This Week in Science

Science  23 Aug 2002:
Vol. 297, Issue 5585, pp. 1233
  1. In Brevia ...

    An analysis by Castro et al. (p. 1299) shows that the transdifferentiation potential for mouse bone marrow cells may be more limited than previously thought.

  2. Large Archean Impact Event

    Cratering left after the early solar system bombardment of Earth has long been eroded, but impact ejecta still remain in parts of the Archean cratonic crust. Byerly et al. (p. 1325) obtained lead-uranium ages for zircons from the lowermost ejecta layers found in South Africa and Australia. Consistent ages of 3.470 billion years for these widely separated sites suggest that a large impact event created a potentially global ejecta layer and probably altered any early inklings of terrestrial life.

  3. Freeing BeH2

    Theorists have been intrigued by BeH2 because this molecule has only six valence electrons instead of the usual octet. Confirming their predictions has been hampered by the difficulties spectroscopists have had in generating the free molecule. The solid compound is formed from BeH4 species, and spectra of isolated molecules have been obtained only after stabilization within a matrix. Bernath et al. (p. 1323) have now generated the free molecule with an electrical discharge in a high-temperature furnace. Analysis of infrared emission spectra reveal a symmetric, linear structure and provides highly precise bond distances.

  4. The Mane Explanation

    The mane of the male African lion is a sexual dimorphism whose adaptive function has been enigmatic. West and Packer (p. 1339; see the news story by Withgott) combine field experiments and 30 years of long-term data to address virtually every aspect of the biology of the lion's mane.
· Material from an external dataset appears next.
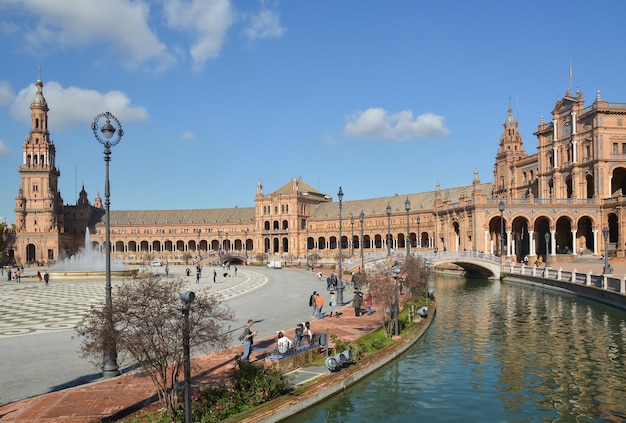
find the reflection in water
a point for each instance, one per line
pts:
(509, 352)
They found that the darkness of a lion's mane is a reliable indicator of the male's hormonal and nutritional condition, that other lions respond to mane color, and that dark-maned males can better protect their offspring. Males grow darker manes in cooler months of the year and in cooler habitats, and shorter manes in hotter climates.

  5. Developing a Taste for Toxins

    In order to understand the underlying mechanisms of natural selection, individual differences upon which selection can act need to be observed. Geffeney et al. (p. 1336; see the Perspective by Huey and Moody) integrate studies of adaptive radiation in predator-prey arms races with an investigation of the neurophysiological mechanisms underlying a complex organismal trait. Garter snakes in western North America have developed resistance to the deadly neurotoxin possessed by their newt prey through the evolution of tetrodotoxin-resistant sodium channels. This adaptation has evolved multiple times within the framework of a geographic mosaic of coevolution.
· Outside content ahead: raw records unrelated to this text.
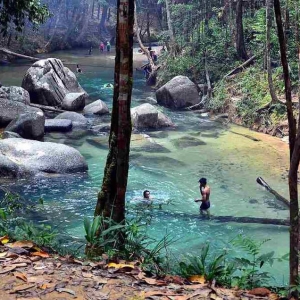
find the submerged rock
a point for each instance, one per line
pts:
(9, 134)
(29, 125)
(15, 93)
(147, 116)
(10, 110)
(58, 125)
(97, 107)
(179, 92)
(33, 157)
(99, 142)
(74, 101)
(48, 82)
(77, 119)
(101, 128)
(187, 141)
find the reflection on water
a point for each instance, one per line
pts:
(170, 169)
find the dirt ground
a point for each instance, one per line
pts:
(27, 272)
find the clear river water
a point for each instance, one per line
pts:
(171, 170)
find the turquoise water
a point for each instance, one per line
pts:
(170, 170)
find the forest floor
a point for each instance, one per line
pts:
(28, 273)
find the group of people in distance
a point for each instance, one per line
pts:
(204, 191)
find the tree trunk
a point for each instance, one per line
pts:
(86, 18)
(294, 153)
(240, 42)
(111, 198)
(269, 6)
(170, 28)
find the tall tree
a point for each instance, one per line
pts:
(269, 17)
(111, 198)
(294, 144)
(239, 38)
(18, 11)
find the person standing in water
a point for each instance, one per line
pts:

  6. An Amorphous Continuum

    At first glance, it would seem that there could be only one amorphous form of a material, but distinct amorphous phases with different connectivities and density can exist. For example, at low temperatures and high pressures, a high-density amorphous water ice can be created that, upon heating, expands to form a low-density amorphous ice. This transformation was believed to be a single-step process, but x-ray and neutron diffraction studies by Tulk et al. (p. 1320; see the Perspective by Soper) indicate that this transition occurs continuously. At each incremental stage of heating, a distinct metastable form was obtained that had its own structure factor.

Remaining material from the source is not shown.